Here’s the recipe I use for making five loaves of fresh whole wheat bread, on the run. Instead of using a big block of time, I can squeeze this preparation in between many other obligations, during a typically busy day. It only takes about seven minutes for each segment of the process, which means I can make bread while juggling the rest of my life.
Now, I’ve purposely held off on sharing this recipe because I have this fear that too many people already think that the ONLY way to use wheat is for baking bread and I haven’t wanted to contribute to that misconception. Don’t want to be part OF the problem. (responsible baker) Please promise that you’ll remember that wheat really can be cooked like rice and served in salads, soups, and casseroles. In fact, I suggest that it’s smart to purchase a wheat grinder only AFTER you have purchased your 3 month and year supply of food. Please invest in the food, first! Wheat grinders can be borrowed or purchased later as luxury items in your food storage.
Here we go!
1. PREPARING THE SPONGE: (Evidently, this is what the pioneer babes called it. I don’t know how it works but it makes whole wheat bread that is…spongy, like white bread. Only thing better than hot spongy bread is that this first part of the process should only take about 7 minutes of your time.)
Grind nine cups of whole wheat kernels into flour. Mix 6 cups of fresh whole wheat flour with 5 cups of warm water.
Stir until completely blended, like thick oatmeal. I love this step. It reminds me of when I was little and did pretend cooking, mixing dirt and grass, with friends. (That came out wrong.)
Cover and allow to sit for 3 to 6 hours. This is when you get all the other stuff done on your daily list.
When you come back to the sponge, after a few hours, the gooey oatmeal mess will have magically turned into something that looks like…Flubber.
2. ADD INGREDIENTS AND MIX (So far, you’re into this 7 minutes and now you’re going to spend another 7 minutes adding the rest of the ingredients.)
First, add the sponge to your mixer. (I love my Bosch!
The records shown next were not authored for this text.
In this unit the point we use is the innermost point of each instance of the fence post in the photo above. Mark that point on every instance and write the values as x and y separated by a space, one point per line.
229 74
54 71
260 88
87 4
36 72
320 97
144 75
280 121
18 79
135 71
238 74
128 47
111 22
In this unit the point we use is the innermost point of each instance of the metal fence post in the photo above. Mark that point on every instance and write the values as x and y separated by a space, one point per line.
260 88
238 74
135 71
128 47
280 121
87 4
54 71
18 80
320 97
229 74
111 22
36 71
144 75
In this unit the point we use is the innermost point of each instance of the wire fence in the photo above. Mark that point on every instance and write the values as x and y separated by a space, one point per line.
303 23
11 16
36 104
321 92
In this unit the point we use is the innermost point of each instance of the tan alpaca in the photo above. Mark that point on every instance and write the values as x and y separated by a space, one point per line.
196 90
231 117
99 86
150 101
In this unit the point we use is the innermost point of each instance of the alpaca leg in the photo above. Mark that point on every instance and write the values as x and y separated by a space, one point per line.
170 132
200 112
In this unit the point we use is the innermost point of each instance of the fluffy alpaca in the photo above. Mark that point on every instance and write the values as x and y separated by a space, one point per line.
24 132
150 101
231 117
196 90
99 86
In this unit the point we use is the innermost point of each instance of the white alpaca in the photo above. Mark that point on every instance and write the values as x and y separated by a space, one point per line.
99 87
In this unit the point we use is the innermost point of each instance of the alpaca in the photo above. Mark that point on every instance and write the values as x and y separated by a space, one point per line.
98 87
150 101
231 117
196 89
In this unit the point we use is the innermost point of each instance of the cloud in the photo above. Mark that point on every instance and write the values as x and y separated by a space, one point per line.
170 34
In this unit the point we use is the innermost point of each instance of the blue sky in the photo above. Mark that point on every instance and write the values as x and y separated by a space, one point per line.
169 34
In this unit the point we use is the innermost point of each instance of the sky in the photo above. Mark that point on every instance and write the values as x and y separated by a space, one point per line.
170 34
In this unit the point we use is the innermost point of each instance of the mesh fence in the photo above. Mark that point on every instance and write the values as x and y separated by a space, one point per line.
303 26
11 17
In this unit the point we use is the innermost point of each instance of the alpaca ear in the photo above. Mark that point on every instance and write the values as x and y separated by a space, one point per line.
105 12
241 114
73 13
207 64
Easily the best mommy-tool I ever bought.)
1 tablespoon of salt
1/3 cup of oil
2/3 cup of honey
Mix for 2 minutes
Add 6 cups, more or less by 1/2 cup, whole wheat flour to your mixer.
2 tablespoons of Saf-Instant yeast (people who know have told me not to substitute)
2 rounded tablespoons of Vital Wheat Gluten (magical ingredient?)
2 rounded tablespoons of potato flour (more magical ingredient)
3. COVER WITH LID AND KNEED ON MEDIUM SPEED FOR 15 MINUTES. (This time doesn’t count because YOU don’t have to do anything.) See how the dough now looks smooth and mostly pulls away from the sides of the bowl? That’s a good thing.
4. FORM INTO FIVE LOAVES AND TOSS INTO BAKING PANS. (Not even 7 minutes.)
5. COVER PANS WITH PLASTIC OR WAXED PAPER AND ALLOW DOUGH TO RISE FOR 45 MINUTES. (Change laundry, unload dishwasher, run child to lesson…you know the drill.)
6. BAKE AT 350 DEGREES FOR 30 MINUTES. COOL 5 MINUTES, REMOVE FROM PANS, AND BRUSH TOPS LIGHTLY WITH BUTTER.